C'est l'été, les impôts fondent

Par Gérard RANSAY , le 19 août 2001 à 17h48 , mis à jour le 17 août 2001 à 17h59

Bercy tient ses promesses et les avis d'impositions que reçoivent en ce moment même les Français tiennent compte des diminutions des barèmes et autres primes pour l'emploi que Laurent Fabius avait annoncées l'an dernier.

Bercy Impôts Bâtiment sur Seine © INTERNE

Le mois d'août aura un parfum de Noël cette année, et ce, grâce au ministère des Finances qui met en œuvre le plan d'allègement d'impôts de 120 milliards de francs sur trois ans que le gouvernement avait rendu public en insistant sur le fait que ces réductions porteraient aussi sur le sacro-saint impôt sur le revenu, cher aux salariés.

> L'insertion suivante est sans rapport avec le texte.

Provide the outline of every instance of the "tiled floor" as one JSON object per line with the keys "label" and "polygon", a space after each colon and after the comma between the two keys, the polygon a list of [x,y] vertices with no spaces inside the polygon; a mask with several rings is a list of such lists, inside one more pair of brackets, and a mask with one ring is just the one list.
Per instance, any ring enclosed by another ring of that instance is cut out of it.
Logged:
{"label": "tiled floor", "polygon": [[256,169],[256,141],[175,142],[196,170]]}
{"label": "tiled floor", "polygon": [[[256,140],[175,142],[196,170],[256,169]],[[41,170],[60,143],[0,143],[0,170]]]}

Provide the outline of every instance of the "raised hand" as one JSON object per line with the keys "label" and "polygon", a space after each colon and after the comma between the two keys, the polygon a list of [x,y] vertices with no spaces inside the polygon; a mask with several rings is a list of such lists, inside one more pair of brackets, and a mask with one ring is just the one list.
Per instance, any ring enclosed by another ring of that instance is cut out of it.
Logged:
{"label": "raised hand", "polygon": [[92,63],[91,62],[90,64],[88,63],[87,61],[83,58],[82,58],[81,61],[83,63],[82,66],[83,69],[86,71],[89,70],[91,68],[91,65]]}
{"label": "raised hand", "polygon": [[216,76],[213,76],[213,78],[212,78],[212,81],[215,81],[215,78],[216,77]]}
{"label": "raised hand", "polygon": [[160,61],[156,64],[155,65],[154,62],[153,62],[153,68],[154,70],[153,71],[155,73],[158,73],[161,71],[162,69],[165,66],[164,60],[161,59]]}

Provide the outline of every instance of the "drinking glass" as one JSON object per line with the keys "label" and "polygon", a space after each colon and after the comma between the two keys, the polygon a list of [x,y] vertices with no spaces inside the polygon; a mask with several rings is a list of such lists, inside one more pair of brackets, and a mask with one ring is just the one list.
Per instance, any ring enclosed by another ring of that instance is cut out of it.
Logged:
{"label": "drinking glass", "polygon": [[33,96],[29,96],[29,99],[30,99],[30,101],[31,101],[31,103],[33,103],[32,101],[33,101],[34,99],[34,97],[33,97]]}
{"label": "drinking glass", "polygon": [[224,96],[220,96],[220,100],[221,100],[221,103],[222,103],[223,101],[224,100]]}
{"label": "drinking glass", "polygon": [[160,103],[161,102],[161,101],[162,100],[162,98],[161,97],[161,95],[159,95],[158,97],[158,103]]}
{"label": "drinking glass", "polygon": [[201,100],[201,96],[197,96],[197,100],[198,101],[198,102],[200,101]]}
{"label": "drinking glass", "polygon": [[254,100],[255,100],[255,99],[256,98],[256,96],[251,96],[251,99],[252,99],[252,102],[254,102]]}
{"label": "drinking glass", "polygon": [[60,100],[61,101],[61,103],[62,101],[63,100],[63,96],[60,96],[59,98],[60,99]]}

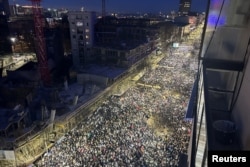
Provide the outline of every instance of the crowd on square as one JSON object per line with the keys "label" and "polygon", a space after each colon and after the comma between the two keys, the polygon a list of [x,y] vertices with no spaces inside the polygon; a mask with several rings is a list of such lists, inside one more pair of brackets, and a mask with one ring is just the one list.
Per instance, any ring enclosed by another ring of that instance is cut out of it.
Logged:
{"label": "crowd on square", "polygon": [[[193,47],[166,52],[121,96],[110,96],[36,162],[40,167],[168,167],[187,154],[185,119],[194,76]],[[151,85],[151,86],[145,86]],[[154,85],[159,87],[155,88]],[[151,124],[149,124],[151,121]],[[153,123],[152,123],[153,122]],[[152,125],[154,124],[154,125]],[[159,135],[157,128],[166,133]]]}

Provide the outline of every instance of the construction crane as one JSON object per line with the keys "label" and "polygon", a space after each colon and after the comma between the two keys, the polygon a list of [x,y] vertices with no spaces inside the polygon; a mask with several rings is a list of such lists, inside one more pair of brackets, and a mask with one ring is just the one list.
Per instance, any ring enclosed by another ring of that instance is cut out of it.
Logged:
{"label": "construction crane", "polygon": [[106,15],[106,2],[105,0],[102,0],[102,18],[104,18]]}
{"label": "construction crane", "polygon": [[40,70],[40,76],[44,85],[50,85],[50,71],[48,65],[48,58],[46,53],[46,43],[44,39],[42,19],[42,8],[40,6],[41,0],[29,0],[32,3],[34,25],[35,25],[35,46],[36,55],[38,60],[38,67]]}

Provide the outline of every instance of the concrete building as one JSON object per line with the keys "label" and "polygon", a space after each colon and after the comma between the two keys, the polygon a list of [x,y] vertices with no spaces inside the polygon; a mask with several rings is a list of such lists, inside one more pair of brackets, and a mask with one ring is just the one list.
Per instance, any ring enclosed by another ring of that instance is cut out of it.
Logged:
{"label": "concrete building", "polygon": [[73,65],[79,69],[90,59],[90,50],[94,44],[96,14],[88,11],[70,11],[68,19]]}
{"label": "concrete building", "polygon": [[187,15],[191,8],[191,0],[180,0],[179,3],[179,13],[182,15]]}
{"label": "concrete building", "polygon": [[250,149],[249,7],[244,0],[209,1],[190,100],[194,124],[188,166],[215,166],[212,151],[237,157],[237,151]]}
{"label": "concrete building", "polygon": [[93,57],[102,65],[128,68],[157,46],[150,19],[106,17],[95,25]]}
{"label": "concrete building", "polygon": [[11,53],[8,18],[10,15],[8,0],[0,1],[0,56]]}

Au total plus de 15 millions de contribuables verront leur "feuille d'impôt" diminuer de 1500 francs (230 euros) en moyenne. Cette cure d'amaigrissement fiscale est rendu possible par l'utilisation des baisses des taux du barème d'imposition, et par le relèvement de plusieurs plafonds retenus pour les calculs : le quotient familial, l'abattement pour les enfants majeurs, les pensions alimentaires. Le cadeau est donc significatif puisque concrètement il représente une réduction fiscale supérieure à 10% du total, et ce pour près de la moitié des contribuables.

10 millions de bénéficiaires pour la PPE

La prime pour l'emploi (PPE) concernera donc 10 millions de contribuables, dont le revenu professionnel est inférieur à 1,4 fois le SMIC, soit environ 8000 francs nets par mois. Selon que ces personnes soient soumises ou non à l'impôt sur le revenu, la prime leur sera versée directement, ou déduite de leur feuille d'impôts.

Mesure populaire s'il en est, la baisse d'impôts est un argument électoral efficace surtout si les personnes concernées s'en rendent réellement compte. Pour cela il faut que la réduction soit tangible, qu'elle touche un nombre important de contribuables, et surtout que l'on communique au maximum sur ce doux bonus de fin d'été. A priori toutes ces conditions sont réunies, et Laurent Fabius ne peut que s'en réjouir car que ce soit à titre personnel ou au nom du gouvernement socialiste, la mesure ne peut qu'être bien accueillie par l'opinion.

Enthousiaste, Laurent Fabius a déjà annoncé 38 milliards d'allègements fiscaux pour 2002, année des élections législatives et présidentielles. Le grain de sable qui pourrait bloquer les rouages de la mécanique des baisses fiscales, est la croissance qui pique du nez chez nos voisins de la zone euro, et limiterait fortement la marge de manœuvre de Bercy si le phénomène se produisait en France.